Comme seule réponse, Stiles gémit d’agacement comme s’il trouvait effronté de la part du loup de le sortir de sa rêverie, si bien dans installé contre lui.

« Ou série ? »

Nouveau grognement agacé.

« Ou émission ? Stiles, tu ne vas pas te contenter de rester allongé sur moi, déclara l’Alpha plus sèchement qu’il l’aurait souhaité.

— Pourquoi je ne pourrais pas ? rétorqua l’intéressé d’une voix pâteuse. Pour être franc, je ne vois même pas pourquoi on devrait faire quelque chose de particulier aujourd’hui. D’accord, cela fait une semaine qu’on se supporte l’un et l’autre. Ce n’est pas un exploit. Un mois peut-être. Une année sans doute. Une décennie… totalement inespéré. »

Derek poussa un long soupir d’exaspération avant de tourner doucement Stiles vers lui.

« J’y tiens, fit-il sur un ton sans réplique. »

L’adolescent se releva, se mettant assis, les coudes sur les genoux, la tête tournée vers l’Alpha. Il chercha un instant ses mots pour lui expliquer son point de vue sur cette démonstration de mièvrerie. Il se massa la tempe gauche du bout des doigts, en pleine réflexion. Derek profita du moment de silence de Stiles pour le mettre sur ses genoux, les deux jambes du même côté. L’hyperactif enroula les épaules de son vis-à-vis avec son bras droit tout en fixant un point devant lui, fuyant le loup du regard.

« Je trouve ça… comment dire…, commença l’adolescent, tâtant doucement le terrain.

— Guimauve ? Mièvre ? lança Derek totalement sérieux. Et tu as un problème avec ça ? »

Stiles haussa les épaules avant de secouer négativement la tête. Il bâilla avant de se blottir contre la poitrine de l’Alpha, plaçant son visage en dessous du menton de ce dernier.

« Je me moquais de Scott quand il m’annonçait qu’il était avec Allison depuis autant de jours. Je trouvais ça… ridicule, fit-il d’une voix fatiguée. Ça te va tellement pas ce côté “louveteau affectueux et démonstratif”, tu comprends ? Je ne dis pas que je n’aime pas être dans tes bras ou avoir un câlin — quoique c’est la même chose dans un sens — ou t’embrasser ou lire tes messages ou te téléphoner ou te voir après les cours en coup de vent. Ou faire des trucs d’amoureux comme passer du temps ensemble, aller au cinéma ou faire un bowling — tu sais jouer au bowling au fait ? Parce que Scott est une catastrophe, crois-moi. D’ailleurs, tous les rendez-vous qu’il avait eus avec Allison durant leurs premiers mois ensemble ressemblaient à des catastrophes : le bowling, la patinoire et…

— Stiles.
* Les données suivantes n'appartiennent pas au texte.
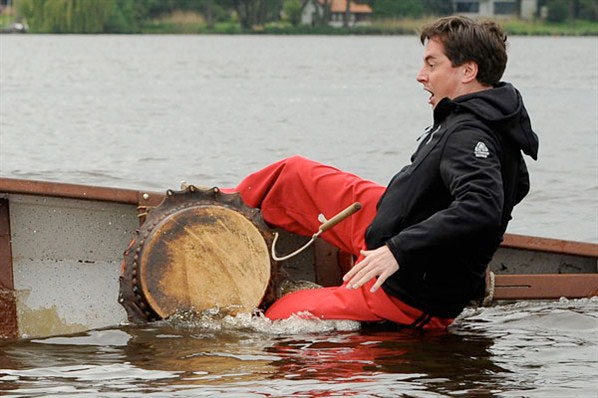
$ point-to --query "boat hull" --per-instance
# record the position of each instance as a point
(61, 249)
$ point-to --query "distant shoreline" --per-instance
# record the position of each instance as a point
(388, 27)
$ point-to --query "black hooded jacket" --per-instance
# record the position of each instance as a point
(444, 215)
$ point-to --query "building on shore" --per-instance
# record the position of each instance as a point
(524, 9)
(332, 12)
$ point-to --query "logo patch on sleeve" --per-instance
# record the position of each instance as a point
(481, 150)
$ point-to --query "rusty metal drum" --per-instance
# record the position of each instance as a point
(199, 249)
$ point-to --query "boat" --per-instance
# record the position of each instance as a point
(61, 253)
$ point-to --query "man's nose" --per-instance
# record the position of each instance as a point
(421, 76)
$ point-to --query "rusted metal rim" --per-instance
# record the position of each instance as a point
(134, 288)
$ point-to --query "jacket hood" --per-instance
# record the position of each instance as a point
(502, 109)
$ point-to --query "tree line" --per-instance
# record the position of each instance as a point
(128, 16)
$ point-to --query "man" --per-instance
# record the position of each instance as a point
(428, 237)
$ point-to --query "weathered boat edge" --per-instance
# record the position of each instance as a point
(327, 263)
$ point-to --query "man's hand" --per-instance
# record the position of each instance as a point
(379, 262)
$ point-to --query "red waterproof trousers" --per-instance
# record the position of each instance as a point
(291, 194)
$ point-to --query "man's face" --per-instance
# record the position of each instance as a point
(437, 74)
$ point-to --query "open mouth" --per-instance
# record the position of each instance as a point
(431, 99)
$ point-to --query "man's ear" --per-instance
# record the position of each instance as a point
(470, 72)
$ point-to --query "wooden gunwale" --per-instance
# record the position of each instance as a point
(147, 198)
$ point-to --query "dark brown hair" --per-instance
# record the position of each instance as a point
(464, 40)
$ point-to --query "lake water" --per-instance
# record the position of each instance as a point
(148, 111)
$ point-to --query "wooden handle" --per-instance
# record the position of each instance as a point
(340, 216)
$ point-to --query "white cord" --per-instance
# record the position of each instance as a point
(293, 254)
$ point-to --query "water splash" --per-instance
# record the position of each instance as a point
(215, 319)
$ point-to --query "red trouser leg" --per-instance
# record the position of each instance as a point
(291, 193)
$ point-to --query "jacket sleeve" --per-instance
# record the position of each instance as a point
(470, 170)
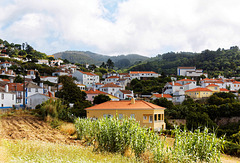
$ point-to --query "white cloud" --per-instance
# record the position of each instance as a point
(147, 27)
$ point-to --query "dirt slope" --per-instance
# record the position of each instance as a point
(31, 128)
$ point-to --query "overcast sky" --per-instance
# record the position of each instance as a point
(113, 27)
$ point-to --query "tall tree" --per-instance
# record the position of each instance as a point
(110, 64)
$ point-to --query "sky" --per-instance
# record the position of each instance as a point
(115, 27)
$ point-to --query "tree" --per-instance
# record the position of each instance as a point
(110, 64)
(101, 98)
(18, 79)
(70, 93)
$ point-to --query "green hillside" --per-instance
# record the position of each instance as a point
(222, 61)
(93, 58)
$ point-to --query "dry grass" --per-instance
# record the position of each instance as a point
(68, 128)
(36, 151)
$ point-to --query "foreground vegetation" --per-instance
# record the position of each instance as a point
(35, 151)
(126, 136)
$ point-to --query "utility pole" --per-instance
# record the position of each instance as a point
(24, 91)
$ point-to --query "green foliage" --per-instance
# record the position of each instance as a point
(18, 79)
(221, 61)
(114, 135)
(84, 57)
(101, 98)
(70, 93)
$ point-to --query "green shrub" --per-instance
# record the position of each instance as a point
(114, 135)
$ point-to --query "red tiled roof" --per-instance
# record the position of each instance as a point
(94, 92)
(125, 105)
(142, 72)
(88, 73)
(186, 67)
(162, 95)
(110, 85)
(99, 84)
(112, 77)
(126, 91)
(224, 90)
(12, 87)
(176, 84)
(212, 85)
(199, 89)
(7, 80)
(187, 80)
(236, 82)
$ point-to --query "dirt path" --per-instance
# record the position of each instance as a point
(31, 128)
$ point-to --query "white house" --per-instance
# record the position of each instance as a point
(190, 71)
(35, 100)
(43, 61)
(143, 74)
(86, 78)
(158, 96)
(124, 94)
(177, 90)
(32, 89)
(110, 88)
(52, 79)
(5, 64)
(111, 79)
(8, 99)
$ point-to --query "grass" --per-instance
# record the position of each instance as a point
(34, 151)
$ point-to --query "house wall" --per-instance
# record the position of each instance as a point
(7, 100)
(138, 115)
(199, 94)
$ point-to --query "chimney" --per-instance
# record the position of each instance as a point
(133, 100)
(6, 88)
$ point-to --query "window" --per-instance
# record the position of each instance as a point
(155, 117)
(144, 117)
(150, 118)
(120, 116)
(132, 116)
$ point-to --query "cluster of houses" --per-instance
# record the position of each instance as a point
(113, 85)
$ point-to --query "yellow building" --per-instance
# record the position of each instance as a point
(214, 87)
(147, 114)
(199, 92)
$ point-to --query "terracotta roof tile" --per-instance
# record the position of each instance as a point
(224, 90)
(199, 89)
(112, 77)
(142, 72)
(187, 80)
(212, 85)
(88, 73)
(110, 85)
(125, 105)
(94, 92)
(162, 95)
(126, 91)
(176, 84)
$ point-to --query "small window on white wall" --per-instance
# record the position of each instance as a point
(132, 116)
(120, 116)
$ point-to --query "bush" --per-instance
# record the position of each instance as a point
(114, 135)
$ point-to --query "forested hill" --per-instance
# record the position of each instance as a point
(221, 61)
(93, 58)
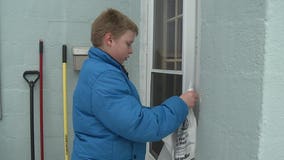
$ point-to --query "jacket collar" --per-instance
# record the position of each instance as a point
(95, 52)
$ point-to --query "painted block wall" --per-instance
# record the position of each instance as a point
(56, 22)
(232, 53)
(272, 126)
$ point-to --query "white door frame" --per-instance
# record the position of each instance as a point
(190, 62)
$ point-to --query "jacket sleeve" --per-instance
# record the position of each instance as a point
(122, 113)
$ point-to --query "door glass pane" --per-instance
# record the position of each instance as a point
(163, 86)
(171, 8)
(179, 44)
(170, 52)
(180, 6)
(167, 36)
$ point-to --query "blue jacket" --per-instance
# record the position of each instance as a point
(109, 121)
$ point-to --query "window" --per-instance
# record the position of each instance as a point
(169, 63)
(166, 77)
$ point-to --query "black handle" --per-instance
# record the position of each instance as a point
(40, 47)
(64, 53)
(31, 76)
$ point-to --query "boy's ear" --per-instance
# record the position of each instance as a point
(108, 39)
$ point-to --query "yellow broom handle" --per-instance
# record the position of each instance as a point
(65, 113)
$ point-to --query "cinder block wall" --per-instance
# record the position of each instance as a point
(56, 22)
(241, 80)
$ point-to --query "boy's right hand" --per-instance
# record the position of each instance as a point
(190, 98)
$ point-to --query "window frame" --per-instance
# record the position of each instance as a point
(190, 63)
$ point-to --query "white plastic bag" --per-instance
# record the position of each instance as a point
(180, 145)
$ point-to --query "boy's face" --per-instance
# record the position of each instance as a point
(121, 47)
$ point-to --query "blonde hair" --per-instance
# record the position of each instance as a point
(111, 21)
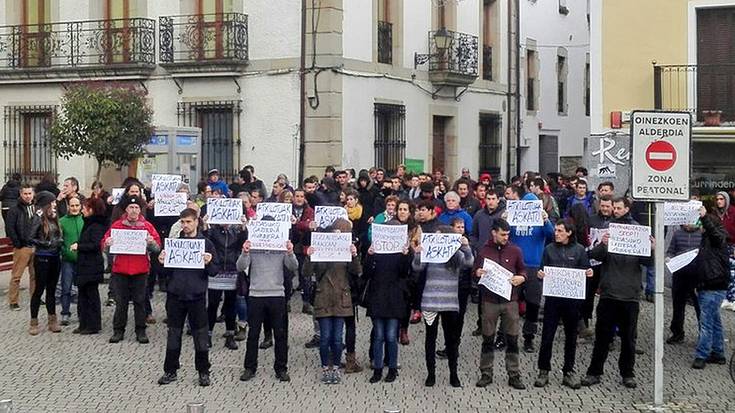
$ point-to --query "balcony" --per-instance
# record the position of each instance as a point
(203, 42)
(70, 49)
(703, 90)
(456, 65)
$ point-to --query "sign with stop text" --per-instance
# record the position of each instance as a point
(661, 155)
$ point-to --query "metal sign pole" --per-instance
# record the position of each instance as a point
(658, 388)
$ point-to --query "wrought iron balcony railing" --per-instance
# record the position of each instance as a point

Si tu me disais clairement ce qui t’agace au lieu de partir dans tous les sens, coupa rapidement Derek. »

L’adolescent s’écarta suffisamment du loup-garou pour le regarder dans les yeux. Il inspira profondément, plissa les yeux comme s’il réfléchissait à ce qu’il allait dire avant de se résigner.

« Je n’arrive pas encore à me faire à l’idée que (il le pointa doucement du doigt) tu es avec moi. C’est comme si mon esprit n’arrivait pas à assimiler le soir où tu m’as embrassé la première fois. Bien sûr, je ne suis pas idiot au point de ne pas comprendre certaines choses ou de vouloir certaines choses. J’ai envie d’être avec toi. De passer du moment ensemble. Mais pour le moment, cette image de loup-garou affectueux vis-à-vis de moi c’est encore… un peu difficile à assimiler. »
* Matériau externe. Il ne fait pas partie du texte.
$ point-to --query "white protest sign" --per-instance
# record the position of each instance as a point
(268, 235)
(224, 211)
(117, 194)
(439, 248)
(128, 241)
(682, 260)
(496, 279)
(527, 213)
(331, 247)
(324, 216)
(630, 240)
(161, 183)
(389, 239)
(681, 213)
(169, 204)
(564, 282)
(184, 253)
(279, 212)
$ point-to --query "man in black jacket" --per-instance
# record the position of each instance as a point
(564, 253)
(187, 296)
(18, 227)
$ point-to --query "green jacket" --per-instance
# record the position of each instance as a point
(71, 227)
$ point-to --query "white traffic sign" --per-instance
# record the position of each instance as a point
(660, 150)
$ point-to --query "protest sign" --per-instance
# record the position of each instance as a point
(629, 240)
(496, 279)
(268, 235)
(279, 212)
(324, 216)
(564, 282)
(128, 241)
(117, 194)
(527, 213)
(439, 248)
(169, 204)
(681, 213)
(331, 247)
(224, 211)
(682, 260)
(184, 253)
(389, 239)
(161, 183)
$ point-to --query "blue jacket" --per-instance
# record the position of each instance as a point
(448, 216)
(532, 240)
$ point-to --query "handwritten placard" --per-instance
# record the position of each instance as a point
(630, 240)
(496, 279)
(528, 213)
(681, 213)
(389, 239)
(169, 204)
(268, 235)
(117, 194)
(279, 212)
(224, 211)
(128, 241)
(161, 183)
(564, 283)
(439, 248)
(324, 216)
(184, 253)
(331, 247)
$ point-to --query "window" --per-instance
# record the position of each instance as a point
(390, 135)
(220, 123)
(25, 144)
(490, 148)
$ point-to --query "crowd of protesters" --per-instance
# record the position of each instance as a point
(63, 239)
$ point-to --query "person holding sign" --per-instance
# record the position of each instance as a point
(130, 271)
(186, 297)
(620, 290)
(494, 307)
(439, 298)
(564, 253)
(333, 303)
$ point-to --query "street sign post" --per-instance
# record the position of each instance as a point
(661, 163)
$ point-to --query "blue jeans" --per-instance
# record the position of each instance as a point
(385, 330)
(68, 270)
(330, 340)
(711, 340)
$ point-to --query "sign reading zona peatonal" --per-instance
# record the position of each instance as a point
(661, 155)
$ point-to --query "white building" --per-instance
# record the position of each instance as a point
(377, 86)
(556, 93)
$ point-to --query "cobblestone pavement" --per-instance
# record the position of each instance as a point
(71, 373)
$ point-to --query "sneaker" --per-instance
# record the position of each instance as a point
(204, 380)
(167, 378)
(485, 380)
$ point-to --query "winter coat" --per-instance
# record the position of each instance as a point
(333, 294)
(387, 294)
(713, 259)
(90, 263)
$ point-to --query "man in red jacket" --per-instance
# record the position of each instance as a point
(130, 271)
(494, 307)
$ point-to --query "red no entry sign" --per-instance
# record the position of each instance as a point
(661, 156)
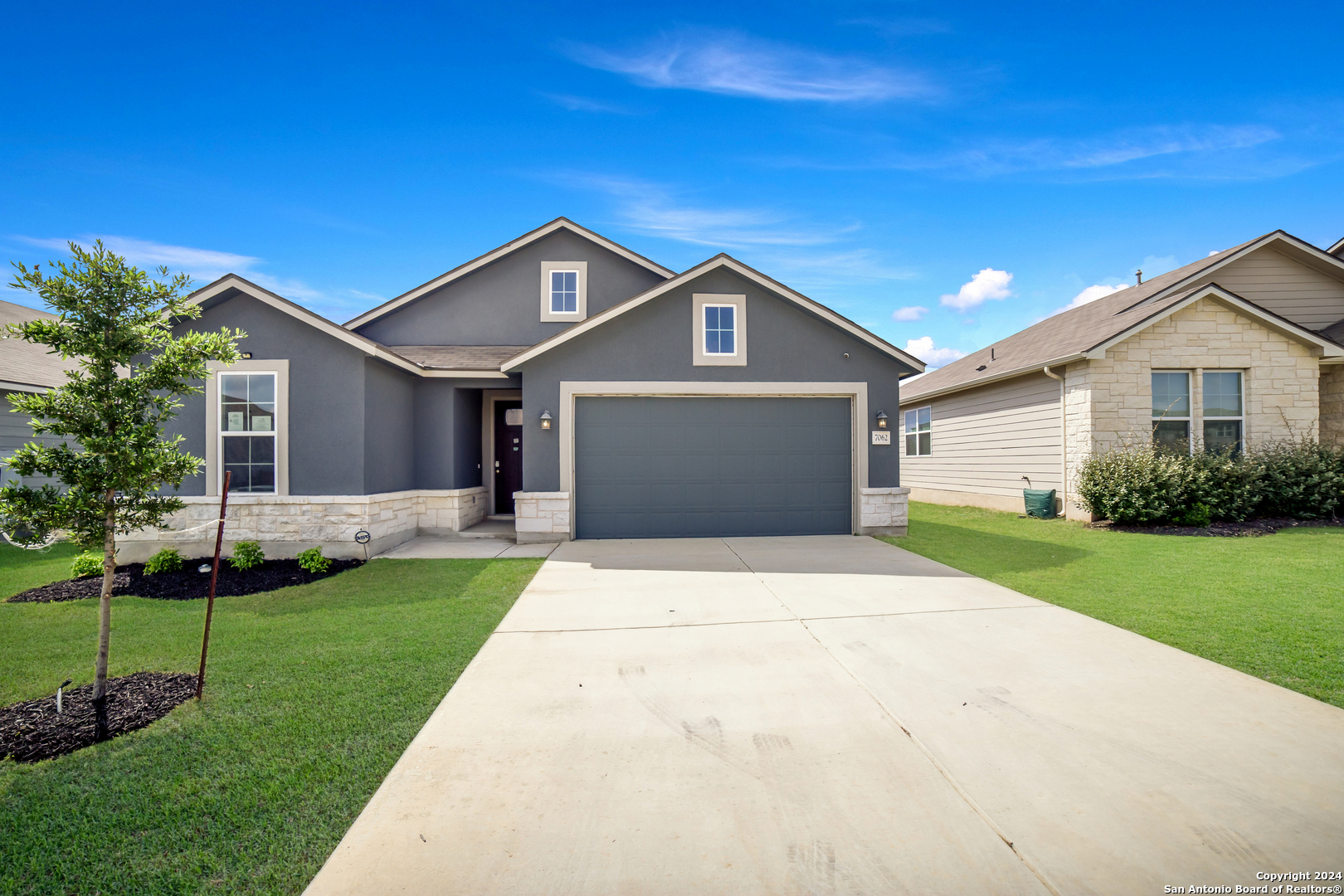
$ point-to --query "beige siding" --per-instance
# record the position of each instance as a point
(1291, 289)
(1332, 405)
(986, 440)
(15, 430)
Les battements de cœur de l’adolescent furent assez fluctuants pour faire comprendre au loup-garou qu’il lui mentait. Qu’il lui mentait effrontément. Les yeux de Derek Hale changèrent de couleur durant une fraction de seconde tandis que Stiles tripota d’un air absent la fermeture éclair de la veste de son petit-ami.

« Mais je veux bien regarder un film. De science-fiction, ajouta Stiles sans lever les yeux vers l’Alpha. »
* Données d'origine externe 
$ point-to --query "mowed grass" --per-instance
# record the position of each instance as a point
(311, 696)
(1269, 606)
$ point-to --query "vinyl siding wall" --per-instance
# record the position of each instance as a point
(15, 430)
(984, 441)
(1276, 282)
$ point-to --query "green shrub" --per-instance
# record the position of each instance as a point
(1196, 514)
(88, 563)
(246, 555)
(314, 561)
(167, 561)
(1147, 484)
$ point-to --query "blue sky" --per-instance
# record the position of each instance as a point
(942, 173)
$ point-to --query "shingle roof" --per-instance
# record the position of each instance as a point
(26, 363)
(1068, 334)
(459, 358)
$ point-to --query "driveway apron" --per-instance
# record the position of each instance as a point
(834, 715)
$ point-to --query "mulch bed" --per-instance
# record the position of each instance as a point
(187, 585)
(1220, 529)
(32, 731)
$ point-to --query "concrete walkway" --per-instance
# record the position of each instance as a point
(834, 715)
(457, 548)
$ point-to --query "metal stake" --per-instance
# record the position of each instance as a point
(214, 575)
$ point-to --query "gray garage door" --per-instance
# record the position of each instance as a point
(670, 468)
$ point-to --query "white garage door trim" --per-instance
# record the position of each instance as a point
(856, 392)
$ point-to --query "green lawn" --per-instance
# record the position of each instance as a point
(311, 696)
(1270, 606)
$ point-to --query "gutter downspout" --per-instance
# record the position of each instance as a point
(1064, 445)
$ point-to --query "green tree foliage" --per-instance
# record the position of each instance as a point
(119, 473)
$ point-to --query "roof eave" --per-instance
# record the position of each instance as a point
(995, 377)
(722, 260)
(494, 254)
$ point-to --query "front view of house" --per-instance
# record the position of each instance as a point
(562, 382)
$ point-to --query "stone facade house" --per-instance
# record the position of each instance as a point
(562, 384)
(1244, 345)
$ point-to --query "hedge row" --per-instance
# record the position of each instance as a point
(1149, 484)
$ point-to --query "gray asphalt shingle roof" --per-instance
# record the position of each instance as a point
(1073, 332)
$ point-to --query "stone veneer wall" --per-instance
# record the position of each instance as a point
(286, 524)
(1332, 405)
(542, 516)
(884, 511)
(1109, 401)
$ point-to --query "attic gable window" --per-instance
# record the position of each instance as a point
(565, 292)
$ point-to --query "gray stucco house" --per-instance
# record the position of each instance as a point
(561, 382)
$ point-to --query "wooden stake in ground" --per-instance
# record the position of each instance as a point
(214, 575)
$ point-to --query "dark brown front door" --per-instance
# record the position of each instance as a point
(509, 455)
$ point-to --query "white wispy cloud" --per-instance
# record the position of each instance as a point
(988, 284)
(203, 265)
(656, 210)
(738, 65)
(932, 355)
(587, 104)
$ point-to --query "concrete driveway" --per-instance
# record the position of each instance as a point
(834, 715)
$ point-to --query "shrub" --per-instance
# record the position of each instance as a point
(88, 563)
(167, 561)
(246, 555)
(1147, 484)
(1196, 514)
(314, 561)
Derek acquiesça lentement avant de lever le menton de l’adolescent du bout des doigts. Ce dernier lui sourit faiblement avant de déposer un baiser sur son front.

« Oh ! fit-il plus joyeusement, en lui tapotant la poitrine, se souvenant soudainement de quelque chose. Notre affaire commencera lundi ! J’ai hâte !

— J’ai hâte aussi, mon cher Stiles, rétorqua le loup-garou d’une voix lugubre. J’ai hâte. »

Tandis que l’hyperactif se contorsionna pour se dégager des genoux du lycanthrope afin de s’asseoir à ses côtés, Derek eut la désagréable impression que quelque chose lui échappait.

Et il n’aimait pas cela. Il n’aimait pas cela du tout.